South Africa’s office of international relations has also described its relationship with Russia as friendly, while president Cyril Ramaphosa has echoed pro-Russia talking points – such as blaming NATO for the “conflict”.

Politicians in positions of power have also antagonised the US in statements; the country’s military has hosted war games with Russia and China on the anniversary of Russia’s Ukraine invasion; and South Africa will (for now) host a BRICS summit in August – which Russia’s president Vladimir Putin will attend, despite an ICC arrest warrant.

According to the City Press, business leaders asked the president to rethink South Africa’s foreign policy, as fears are rising that the country will suffer sanctions because of its proximity to Russia.

Specifically, the African Growth and Opportunity Act (Agoa) is at risk. The Agoa gives South Africa a beneficial trade relationship with the USA, which benefits the local economy to the tune of R50 billion a year.

The Act will be up for renewal soon, and the worry is that the fallout from the recent allegations will see South Africa booted.

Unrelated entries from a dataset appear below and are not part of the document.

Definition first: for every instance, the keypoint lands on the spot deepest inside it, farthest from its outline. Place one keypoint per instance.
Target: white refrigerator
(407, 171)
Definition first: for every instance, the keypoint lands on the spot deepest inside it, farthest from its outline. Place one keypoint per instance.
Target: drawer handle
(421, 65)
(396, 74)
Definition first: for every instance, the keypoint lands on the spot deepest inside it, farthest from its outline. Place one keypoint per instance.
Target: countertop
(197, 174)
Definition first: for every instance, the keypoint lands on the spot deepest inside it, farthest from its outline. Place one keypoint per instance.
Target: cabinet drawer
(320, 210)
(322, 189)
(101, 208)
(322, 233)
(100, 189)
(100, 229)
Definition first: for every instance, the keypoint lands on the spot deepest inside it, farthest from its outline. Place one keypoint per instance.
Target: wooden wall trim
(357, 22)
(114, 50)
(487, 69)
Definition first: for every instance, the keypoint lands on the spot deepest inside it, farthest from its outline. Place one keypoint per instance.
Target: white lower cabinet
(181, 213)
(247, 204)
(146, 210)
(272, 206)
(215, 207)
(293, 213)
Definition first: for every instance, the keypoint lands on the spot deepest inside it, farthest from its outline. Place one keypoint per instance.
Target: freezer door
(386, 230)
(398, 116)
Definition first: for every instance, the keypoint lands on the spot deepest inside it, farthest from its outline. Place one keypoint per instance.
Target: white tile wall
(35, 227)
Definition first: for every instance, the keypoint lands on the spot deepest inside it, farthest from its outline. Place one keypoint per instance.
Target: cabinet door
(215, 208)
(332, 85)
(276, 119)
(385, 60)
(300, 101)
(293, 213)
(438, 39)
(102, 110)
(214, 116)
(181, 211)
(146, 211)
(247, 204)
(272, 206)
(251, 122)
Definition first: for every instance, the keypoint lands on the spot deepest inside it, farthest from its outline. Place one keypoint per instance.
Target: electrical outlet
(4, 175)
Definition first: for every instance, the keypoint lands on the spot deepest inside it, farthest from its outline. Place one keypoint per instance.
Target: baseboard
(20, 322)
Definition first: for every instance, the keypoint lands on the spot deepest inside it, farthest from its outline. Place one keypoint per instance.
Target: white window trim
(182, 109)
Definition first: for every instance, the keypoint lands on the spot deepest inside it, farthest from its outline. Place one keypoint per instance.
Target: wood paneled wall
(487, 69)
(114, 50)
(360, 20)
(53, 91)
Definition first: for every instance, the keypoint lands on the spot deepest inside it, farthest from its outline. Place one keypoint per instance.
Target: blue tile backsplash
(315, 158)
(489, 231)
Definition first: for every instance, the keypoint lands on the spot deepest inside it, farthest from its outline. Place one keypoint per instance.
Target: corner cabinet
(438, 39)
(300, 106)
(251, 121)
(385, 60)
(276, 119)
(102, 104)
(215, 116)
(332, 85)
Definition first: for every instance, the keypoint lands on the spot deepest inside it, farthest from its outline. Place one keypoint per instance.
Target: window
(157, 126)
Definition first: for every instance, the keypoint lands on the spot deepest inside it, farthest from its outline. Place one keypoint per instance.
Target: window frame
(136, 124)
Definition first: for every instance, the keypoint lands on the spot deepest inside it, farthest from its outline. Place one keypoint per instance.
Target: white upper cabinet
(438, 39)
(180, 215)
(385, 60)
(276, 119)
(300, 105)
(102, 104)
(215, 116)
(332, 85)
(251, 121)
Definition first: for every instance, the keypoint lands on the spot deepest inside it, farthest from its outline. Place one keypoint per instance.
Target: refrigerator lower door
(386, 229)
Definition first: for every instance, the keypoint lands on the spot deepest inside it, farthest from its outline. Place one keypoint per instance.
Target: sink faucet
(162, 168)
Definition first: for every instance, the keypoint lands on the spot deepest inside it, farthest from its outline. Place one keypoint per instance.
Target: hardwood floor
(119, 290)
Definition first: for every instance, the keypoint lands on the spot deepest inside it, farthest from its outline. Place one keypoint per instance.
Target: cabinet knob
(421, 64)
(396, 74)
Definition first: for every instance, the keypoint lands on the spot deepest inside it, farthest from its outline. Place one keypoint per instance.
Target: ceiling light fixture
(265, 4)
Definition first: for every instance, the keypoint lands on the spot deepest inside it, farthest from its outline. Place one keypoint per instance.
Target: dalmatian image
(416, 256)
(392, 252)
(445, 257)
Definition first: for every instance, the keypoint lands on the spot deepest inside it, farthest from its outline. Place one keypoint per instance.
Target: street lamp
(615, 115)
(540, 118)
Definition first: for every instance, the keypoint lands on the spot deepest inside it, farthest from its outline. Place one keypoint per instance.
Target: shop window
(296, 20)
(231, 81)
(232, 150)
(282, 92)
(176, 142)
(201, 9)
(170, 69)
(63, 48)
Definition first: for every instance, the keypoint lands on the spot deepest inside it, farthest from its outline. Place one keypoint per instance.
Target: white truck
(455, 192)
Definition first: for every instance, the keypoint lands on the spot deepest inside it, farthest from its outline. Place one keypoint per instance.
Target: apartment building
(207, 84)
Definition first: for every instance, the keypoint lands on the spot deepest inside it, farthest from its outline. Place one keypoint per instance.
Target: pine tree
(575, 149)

Ramaphosa reportedly told the business leaders that there is no evidence that the USA or any country is threatening to punish South Africa for its stance.

The president said this week that South Africa will also not be forced into picking sides and changing its position of neutrality on the matter. He said that South Africa’s approach is to push for peaceful negotiations and mediation to end the war.

Growing chorus

Busa and BLSA’s warnings join a growing chorus of business leaders and risk experts flagging South Africa’s ties to Russia as a major risk for the country.

In March, FirstRand chief executive officer Alan Pullinger said that the South African government’s “open support” of Russia presents significant geopolitical risks for businesses and could bring extremely negative consequences.

The same month, the Institute of Risk Management in South Africa (IRMSA) flagged the geopolitical conundrum as one of four major risks that companies need to make a plan for.

“There will be a global viewpoint taken (on Russia and China), and South Africa will be expected to take a position,” it said, adding that all South African businesses will face repercussions.

Regardless of the cause or source – whether the country picks a side, tries to stay neutral, or something else – businesses need to assess their position and to this and how it will impact their operations. IRMSA said this risk is being underestimated in the market.